Yesterday, the Dow Jones Industrial Average (INDU) effectively reached my target of January 3. The preferred and alternate intermediate counts are still both bullish — though there’s one small bear hope still remaining (an ending diagonal, not shown) since the key long-term pivots haven’t been crossed yet. Bears would basically have to turn the market more or less immediately in order to pull out a stunning upset, but currently that appears to be low probability.
As it turns out, my observation on October 8 of a three-wave rally into the 2012 high, and subsequent expectation that the market would make new highs after the correction, proved to be accurate.
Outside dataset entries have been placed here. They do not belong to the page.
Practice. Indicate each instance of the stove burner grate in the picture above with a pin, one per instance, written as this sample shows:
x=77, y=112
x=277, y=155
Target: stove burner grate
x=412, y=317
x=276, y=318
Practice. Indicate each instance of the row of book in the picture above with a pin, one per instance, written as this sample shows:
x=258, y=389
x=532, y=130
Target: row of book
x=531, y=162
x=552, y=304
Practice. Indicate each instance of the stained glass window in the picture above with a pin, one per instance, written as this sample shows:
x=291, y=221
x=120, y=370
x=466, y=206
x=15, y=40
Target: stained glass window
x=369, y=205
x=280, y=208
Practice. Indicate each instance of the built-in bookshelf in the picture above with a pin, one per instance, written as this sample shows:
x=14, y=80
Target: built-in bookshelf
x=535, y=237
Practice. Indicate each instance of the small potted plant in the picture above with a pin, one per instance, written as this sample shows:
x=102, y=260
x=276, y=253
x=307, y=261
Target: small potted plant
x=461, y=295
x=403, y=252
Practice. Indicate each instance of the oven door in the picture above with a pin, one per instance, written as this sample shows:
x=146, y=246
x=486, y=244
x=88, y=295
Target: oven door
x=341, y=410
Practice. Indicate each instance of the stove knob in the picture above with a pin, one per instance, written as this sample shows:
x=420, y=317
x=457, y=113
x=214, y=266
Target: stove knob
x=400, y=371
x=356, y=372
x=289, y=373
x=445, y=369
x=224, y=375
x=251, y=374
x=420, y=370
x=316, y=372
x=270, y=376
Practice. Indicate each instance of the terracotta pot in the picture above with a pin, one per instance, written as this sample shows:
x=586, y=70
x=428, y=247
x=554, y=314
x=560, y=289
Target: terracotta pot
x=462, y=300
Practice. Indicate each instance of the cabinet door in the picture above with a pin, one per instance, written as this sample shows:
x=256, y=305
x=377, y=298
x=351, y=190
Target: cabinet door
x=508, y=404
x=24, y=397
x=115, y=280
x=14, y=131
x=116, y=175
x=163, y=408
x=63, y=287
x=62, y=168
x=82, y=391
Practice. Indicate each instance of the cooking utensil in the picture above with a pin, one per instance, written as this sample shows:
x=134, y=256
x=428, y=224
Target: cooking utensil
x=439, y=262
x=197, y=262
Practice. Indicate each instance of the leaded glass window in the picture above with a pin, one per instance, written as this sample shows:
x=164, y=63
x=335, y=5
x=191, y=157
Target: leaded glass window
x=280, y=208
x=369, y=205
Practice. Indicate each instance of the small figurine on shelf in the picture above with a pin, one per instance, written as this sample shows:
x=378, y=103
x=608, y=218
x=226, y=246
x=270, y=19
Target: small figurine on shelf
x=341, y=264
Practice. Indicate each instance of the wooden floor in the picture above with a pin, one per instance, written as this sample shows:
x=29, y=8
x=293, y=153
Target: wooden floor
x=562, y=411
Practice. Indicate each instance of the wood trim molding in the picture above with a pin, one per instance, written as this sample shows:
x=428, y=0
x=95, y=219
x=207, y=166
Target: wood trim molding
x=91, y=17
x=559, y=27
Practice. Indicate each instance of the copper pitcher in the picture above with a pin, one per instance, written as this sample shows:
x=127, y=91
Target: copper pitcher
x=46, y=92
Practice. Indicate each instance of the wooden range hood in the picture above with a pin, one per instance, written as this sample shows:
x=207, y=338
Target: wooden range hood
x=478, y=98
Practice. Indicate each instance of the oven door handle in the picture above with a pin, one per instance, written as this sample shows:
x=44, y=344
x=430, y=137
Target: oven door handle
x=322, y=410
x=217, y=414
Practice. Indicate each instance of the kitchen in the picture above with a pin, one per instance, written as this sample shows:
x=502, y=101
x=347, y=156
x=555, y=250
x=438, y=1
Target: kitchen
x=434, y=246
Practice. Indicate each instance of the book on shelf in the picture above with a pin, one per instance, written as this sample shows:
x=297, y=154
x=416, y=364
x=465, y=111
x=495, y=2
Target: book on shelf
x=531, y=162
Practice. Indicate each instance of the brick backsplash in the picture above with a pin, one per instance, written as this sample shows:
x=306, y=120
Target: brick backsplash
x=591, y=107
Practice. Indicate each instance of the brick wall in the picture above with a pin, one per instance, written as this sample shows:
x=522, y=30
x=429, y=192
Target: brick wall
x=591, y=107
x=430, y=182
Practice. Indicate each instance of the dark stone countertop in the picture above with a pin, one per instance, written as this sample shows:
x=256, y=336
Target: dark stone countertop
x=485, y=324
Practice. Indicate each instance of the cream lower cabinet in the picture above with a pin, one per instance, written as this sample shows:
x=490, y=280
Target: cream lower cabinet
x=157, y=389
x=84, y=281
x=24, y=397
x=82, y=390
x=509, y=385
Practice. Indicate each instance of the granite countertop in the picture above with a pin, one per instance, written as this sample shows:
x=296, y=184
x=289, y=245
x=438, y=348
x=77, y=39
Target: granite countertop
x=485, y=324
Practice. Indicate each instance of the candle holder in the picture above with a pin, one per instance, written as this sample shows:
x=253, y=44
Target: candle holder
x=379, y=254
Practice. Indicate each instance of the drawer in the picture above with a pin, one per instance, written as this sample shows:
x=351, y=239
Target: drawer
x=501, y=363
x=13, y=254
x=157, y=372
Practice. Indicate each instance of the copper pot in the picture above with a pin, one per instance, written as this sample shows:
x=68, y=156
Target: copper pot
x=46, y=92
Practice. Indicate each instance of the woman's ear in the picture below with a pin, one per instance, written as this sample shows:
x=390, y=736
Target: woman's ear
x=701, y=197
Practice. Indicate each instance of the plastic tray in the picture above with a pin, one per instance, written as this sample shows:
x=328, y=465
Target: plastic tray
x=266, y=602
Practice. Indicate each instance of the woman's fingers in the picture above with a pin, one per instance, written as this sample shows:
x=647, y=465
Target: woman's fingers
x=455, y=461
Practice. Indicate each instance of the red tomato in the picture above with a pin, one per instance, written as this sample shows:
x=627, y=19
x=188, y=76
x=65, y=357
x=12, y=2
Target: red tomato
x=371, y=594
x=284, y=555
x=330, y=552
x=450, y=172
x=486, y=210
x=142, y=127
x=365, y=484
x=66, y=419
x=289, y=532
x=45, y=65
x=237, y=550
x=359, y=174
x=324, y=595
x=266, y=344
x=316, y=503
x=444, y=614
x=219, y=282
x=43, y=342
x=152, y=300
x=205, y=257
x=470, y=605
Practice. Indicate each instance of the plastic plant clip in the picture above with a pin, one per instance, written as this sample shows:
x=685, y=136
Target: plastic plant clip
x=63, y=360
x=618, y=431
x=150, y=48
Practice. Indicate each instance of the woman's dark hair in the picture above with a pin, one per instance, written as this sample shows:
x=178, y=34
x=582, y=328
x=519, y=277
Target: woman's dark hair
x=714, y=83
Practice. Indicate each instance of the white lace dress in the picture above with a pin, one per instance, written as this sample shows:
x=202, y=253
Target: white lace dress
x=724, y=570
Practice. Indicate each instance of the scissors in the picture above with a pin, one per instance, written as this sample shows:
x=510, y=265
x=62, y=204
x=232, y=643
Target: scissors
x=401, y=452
The long-term chart of INDU notes the next resistance levels. If bulls can keep pushing a bit farther, they give themselves a shot to run toward the black dashed median line, and potentially as high as the top of the black channel.
Still no material change in the S&P 500 (SPX), though I presently have some slight concern about the rally from the 1470’s being part of an extended fifth wave (black alt: 3 and 4), and INDU has now been added to the markets which have reached my targets, so I continue to feel it’s prudent to protect profits. Beyond that, the market is starting to lull all of us into a bullish stupor — and when complacency sets in, the market becomes ripe for unexpected corrections. The blue trend lines would be the first warnings. (continued, next page)
I also still feel that the Philadelphia Bank Index may provide some clues to the short-term and whether or not to expect a larger correction in the near future.
In conclusion, the market is still within a third wave rally, so until it gives some signs of a turn, there’s nothing to do but continue to ride the trend. Trade safe.